Encryption has gained the attention of actors on both sides of the mass surveillance debate. For example in a speech at the Brookings Institution FBI Director James Comey complained that strong encryption was causing U.S. security services to “go dark.” Comey described encrypted data as follows:

“It’s the equivalent of a closet that can’t be opened, a safe deposit box that can’t be opened, a safe that can’t ever be cracked.”

Got that? Comey essentially says that encryption is a sure bet. Likewise during an interview with James Bamford whistleblower Ed Snowden confidently announced that:

“We have the means and we have the technology to end mass surveillance without any legislative action at all, without any policy changes… By basically adopting changes like making encryption a universal standard—where all communications are encrypted by default—we can end mass surveillance not just in the United States but around the world.”

If you glanced over the above excerpts and took them at face value you’d probably come away thinking that all you needed to protect your civil liberties is the latest encryption widget. Right? Wow, let me get my check book out! Paging Mr. Omidyar…

Not so fast bucko. There’s an important caveat, some fine print that Ed himself spelled out when he initially contacted film director Laura Poitras. In particular Snowden qualified that:

“If the device you store the private key and enter your passphrase on has been hacked, it is trivial to decrypt our communications.”

This corollary underscores the reality that, despite the high profile sales pitch that’s being repeated endlessly, strong encryption alone isn’t enough. Hi-tech subversion is a trump card as the Heartbleed bug graphically illustrated. In light of the NSA’s mass subversion programs it would be naïve to think that there aren’t other critical bugs like Heartbleed, subtle intentional flaws, out in the wild being leveraged by spies.

The FBI’s Tell

James Comey’s performance at Brookings was an impressive public relations stunt. Yet recent history is chock full of instances where the FBI employed malware like Magic Lantern and CIPAV to foil encryption and identify people using encryption-based anonymity software like Tor. If it’s expedient the FBI will go so far as to impersonate a media outlet to fool suspects into infecting their own machines. It would seem that crooks aren’t the only attackers who wield social engineering techniques.

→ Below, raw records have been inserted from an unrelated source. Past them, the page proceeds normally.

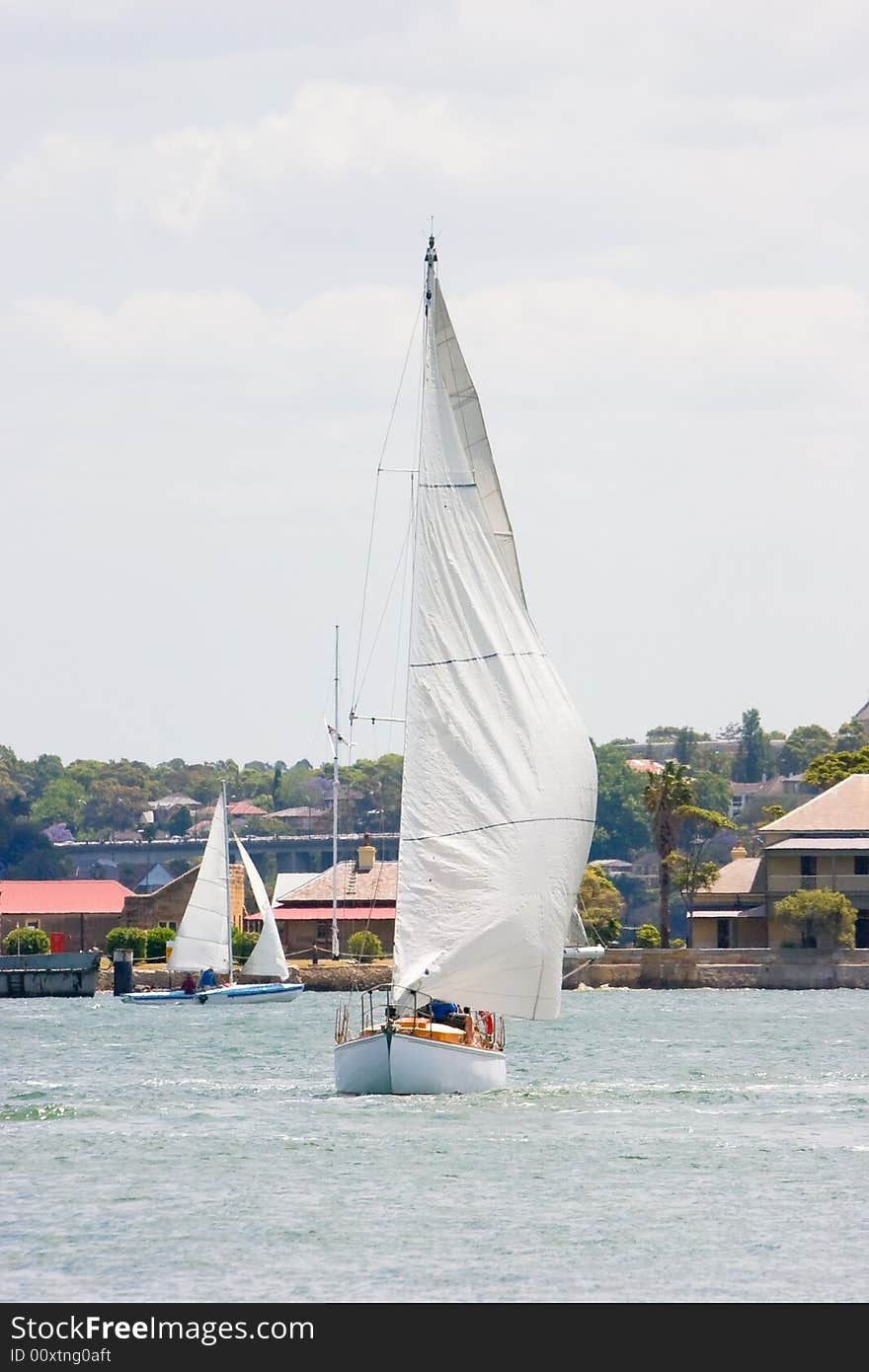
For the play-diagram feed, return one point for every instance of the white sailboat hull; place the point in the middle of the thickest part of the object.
(403, 1065)
(266, 994)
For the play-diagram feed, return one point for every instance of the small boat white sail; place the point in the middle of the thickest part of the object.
(578, 949)
(204, 935)
(499, 791)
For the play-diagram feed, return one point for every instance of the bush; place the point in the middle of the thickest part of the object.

In fact the FBI has gotten so adept at hacking computers, utilizing what are referred to internally as Network Investigative Techniques, that the FBI wants to change the law to reflect this. The Guardian reports on how the FBI is asking the U.S. Advisory Committee on Rules and Criminal Procedure to move the legal goal posts, so to speak:

“The amendment [proposed by the FBI] inserts a clause that would allow a judge to issue warrants to gain ‘remote access’ to computers ‘located within or outside that district’ (emphasis added) in cases in which the ‘district where the media or information is located has been concealed through technological means’. The expanded powers to stray across district boundaries would apply to any criminal investigation, not just to terrorist cases as at present.”

In other words the FBI wants to be able to hack into a computer when its exact location is shrouded by anonymity software. Once they compromise the targeted machine it’s pretty straightforward to install a software implant (i.e. malware) and exfiltrate whatever user data they want, including encryption passwords.

If encryption is really the impediment that director Comey makes it out to be then why is the FBI so keen to amend the rules in a manner which implies that they can sidestep it? In the parlance of poker this is a “tell.”

Denouement

As a developer who has built malicious software designed to undermine security tools I can attest that there is a whole burgeoning industry which prays on naïve illusions of security. Companies like Hacking Team have found a lucrative niche offering products to the highest bidder that compromise security and… a drumroll please… defeat encryption.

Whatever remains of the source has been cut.